No one told me that Los Angeles was so close to Anchorage. Plus, my legend migrated to Canada—cheaper rent, maybe?

This was actually the first try. No raster for me, I guess. Anyways, it was really difficult to get it right (I’ve got many more erroneous map exports if you’re curious just how wrong things got). When I talked to Dr. Gibbs, he mentioned there might be a problem with the Coordinate Reference Systems (CRS). Unfortunately, both the raster and the CSV layer were set up identically. This was disappointing news. However, there are two positives:
- I can always just screenshot my finished map in the Print Composer (like the first image in this post). As long as it doesn’t need to be über high quality, this will work fine.

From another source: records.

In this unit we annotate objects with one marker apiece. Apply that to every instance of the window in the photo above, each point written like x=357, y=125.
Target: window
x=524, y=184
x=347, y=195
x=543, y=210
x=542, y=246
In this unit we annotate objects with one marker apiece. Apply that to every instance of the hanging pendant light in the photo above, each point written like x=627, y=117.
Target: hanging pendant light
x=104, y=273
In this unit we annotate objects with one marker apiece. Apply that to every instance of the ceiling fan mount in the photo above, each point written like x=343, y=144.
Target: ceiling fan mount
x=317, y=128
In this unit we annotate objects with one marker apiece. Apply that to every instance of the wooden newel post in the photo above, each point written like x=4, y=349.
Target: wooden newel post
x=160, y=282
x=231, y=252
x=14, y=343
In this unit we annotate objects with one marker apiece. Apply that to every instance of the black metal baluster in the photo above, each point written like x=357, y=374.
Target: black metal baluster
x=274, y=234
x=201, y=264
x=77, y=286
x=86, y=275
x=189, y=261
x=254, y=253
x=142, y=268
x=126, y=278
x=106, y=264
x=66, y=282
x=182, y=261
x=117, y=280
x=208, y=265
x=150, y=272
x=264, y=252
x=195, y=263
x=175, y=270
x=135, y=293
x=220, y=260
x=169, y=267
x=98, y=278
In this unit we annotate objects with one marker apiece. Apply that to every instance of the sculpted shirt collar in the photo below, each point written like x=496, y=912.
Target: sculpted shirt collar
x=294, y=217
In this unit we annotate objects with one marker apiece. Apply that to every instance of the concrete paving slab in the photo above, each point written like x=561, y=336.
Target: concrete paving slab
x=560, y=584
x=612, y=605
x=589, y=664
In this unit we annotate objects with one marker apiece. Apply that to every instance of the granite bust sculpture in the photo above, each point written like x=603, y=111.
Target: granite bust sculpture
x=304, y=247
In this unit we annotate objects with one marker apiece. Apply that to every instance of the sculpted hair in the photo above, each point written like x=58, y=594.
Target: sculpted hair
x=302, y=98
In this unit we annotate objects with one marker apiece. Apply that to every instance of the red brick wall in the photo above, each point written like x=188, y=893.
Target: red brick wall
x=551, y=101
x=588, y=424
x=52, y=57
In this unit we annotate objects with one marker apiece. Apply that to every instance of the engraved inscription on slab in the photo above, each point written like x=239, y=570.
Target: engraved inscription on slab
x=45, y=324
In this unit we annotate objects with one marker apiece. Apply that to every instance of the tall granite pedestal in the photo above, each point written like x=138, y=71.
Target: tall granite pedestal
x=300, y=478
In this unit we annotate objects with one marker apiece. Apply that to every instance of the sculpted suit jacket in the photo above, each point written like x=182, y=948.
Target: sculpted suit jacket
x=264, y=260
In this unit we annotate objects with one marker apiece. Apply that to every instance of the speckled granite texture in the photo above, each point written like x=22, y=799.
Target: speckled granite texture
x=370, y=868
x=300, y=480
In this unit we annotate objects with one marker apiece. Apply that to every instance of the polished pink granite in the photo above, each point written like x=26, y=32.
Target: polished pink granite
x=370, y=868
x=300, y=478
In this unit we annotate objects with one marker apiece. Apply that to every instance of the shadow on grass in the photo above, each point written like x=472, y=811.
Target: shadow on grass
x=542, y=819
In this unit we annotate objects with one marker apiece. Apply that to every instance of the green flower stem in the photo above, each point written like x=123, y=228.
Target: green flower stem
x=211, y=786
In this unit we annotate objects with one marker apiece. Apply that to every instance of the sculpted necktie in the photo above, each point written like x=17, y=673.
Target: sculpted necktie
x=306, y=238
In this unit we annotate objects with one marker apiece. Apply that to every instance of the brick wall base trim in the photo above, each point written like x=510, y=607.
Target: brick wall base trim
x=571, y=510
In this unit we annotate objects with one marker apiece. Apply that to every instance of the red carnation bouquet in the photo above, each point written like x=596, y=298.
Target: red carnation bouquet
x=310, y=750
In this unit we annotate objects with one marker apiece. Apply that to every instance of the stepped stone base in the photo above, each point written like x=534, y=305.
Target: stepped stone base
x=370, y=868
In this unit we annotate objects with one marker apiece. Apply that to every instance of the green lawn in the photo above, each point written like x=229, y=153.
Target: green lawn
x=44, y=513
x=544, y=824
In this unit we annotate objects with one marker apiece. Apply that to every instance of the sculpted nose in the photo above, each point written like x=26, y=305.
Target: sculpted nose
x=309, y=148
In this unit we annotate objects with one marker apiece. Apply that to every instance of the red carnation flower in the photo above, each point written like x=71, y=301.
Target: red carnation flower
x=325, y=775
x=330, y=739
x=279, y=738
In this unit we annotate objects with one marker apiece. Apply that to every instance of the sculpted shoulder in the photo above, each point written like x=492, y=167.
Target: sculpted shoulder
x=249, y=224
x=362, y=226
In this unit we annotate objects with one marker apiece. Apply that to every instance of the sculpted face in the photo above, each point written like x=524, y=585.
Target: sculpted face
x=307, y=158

- Further evidence that I should be really happy when mapping goes right. Even though I’m getting more comfortable with QGIS, it’s still astounding what I ask of it. I input a CSV layer with GPS data; I then tell it to locate these points and mark them (it does). Then, I use the OpenLayers plugin to fetch a Stamen map for my background (it does). Now I manipulate my attribute table, creating custom delineations for my flight data (in this case, I’m using the time variable). Then, dots with color gradients show up on the aforementioned GPS locales—the color shows a correlation with certain time brackets that I deemed significant. Even though I’ve done a lot to the map by this point, it’s still essentially a delicately interwoven combo of vector and raster. The Print Composer showed me this, time and time again.

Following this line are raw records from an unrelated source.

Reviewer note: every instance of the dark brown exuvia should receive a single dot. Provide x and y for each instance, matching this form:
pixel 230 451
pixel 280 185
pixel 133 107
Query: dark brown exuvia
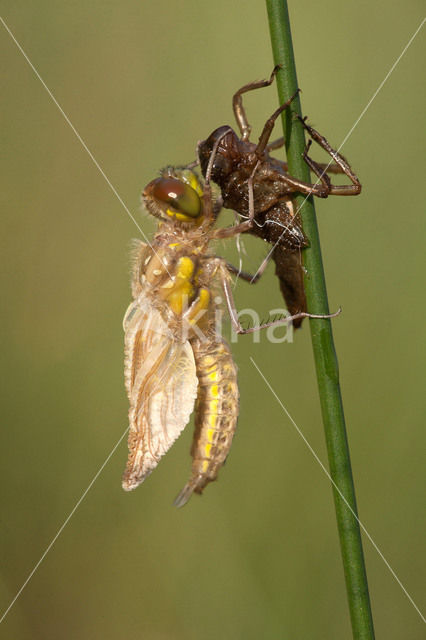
pixel 259 188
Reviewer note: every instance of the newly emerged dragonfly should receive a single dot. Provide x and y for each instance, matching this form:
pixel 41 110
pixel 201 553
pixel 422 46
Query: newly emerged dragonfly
pixel 259 188
pixel 174 355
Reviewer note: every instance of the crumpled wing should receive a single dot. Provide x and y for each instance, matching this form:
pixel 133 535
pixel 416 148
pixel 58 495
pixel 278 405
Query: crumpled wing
pixel 161 383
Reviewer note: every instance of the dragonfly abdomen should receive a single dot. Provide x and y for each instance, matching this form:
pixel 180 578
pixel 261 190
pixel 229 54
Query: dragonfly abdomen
pixel 216 414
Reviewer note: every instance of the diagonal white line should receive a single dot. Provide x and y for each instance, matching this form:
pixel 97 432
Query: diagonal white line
pixel 74 130
pixel 363 112
pixel 83 144
pixel 64 524
pixel 317 458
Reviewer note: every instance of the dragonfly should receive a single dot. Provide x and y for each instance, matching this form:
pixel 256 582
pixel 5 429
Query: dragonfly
pixel 259 188
pixel 175 357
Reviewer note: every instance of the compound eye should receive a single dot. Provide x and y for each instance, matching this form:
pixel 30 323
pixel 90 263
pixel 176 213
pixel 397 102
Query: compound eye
pixel 178 195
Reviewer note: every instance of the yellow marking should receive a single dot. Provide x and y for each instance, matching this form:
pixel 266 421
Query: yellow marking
pixel 213 405
pixel 199 305
pixel 179 295
pixel 185 268
pixel 205 466
pixel 214 390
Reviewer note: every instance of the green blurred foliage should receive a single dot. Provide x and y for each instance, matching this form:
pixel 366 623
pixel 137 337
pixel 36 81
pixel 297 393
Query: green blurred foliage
pixel 257 555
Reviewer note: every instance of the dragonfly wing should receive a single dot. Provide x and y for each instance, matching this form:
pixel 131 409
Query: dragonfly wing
pixel 162 385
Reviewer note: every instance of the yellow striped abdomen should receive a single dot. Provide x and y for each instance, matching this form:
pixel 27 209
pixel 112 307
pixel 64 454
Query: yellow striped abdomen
pixel 216 414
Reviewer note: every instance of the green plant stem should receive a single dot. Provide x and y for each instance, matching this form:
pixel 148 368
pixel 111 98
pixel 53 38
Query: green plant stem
pixel 322 338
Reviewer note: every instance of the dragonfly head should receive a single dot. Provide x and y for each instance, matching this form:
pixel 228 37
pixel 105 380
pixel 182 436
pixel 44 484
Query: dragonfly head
pixel 175 196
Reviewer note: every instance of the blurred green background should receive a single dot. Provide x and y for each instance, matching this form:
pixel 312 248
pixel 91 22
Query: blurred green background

Overall, this difficulty made me reevaluate my data presentation. Gary has made a brilliant web map with CSV data I harvested—we’re not quite sure on the specifics, but it will show the reduction in travel times with different year intervals (‘35–’65) as clickable map layers. In exporting some simple JPG maps from Print Composer, I was hoping to add a non-interactive component to our final product. This is not because I think interactivity is bad, but because such a format seems to allow Gary and I—the masters of our project—certain liberties with choosing how the user interacts with our data. Say we find an interesting correlation between birth rates and flight times (humor me). An interactive map with flight times, years, vector layers and birth rate data could get cluttered; by isolating it in its own map, however, we could juxtapose it with our larger (and simpler) map of flight times by year. This was my thinking.
However, upon the realization that my Print Composer skills weren’t cutting it, I had a brief flash of our project as nothing but interactive maps. Gary and I had a productive conversation about our data and the most cogent arguments it can make. We realized that, at bottom, our project was still about time and space. Even if we present one thickly interactive web map, we can still include the fourteen CSV files that I made (7 intervals, one every five years; 2 per year, one for Continental and one for TWA) as a gesture toward methodological transparency. That’s the nice thing about creating your own data: even if it doesn’t visualize precisely the way you want, it’s still there. And, there’s a chance someone else might also find it valuable.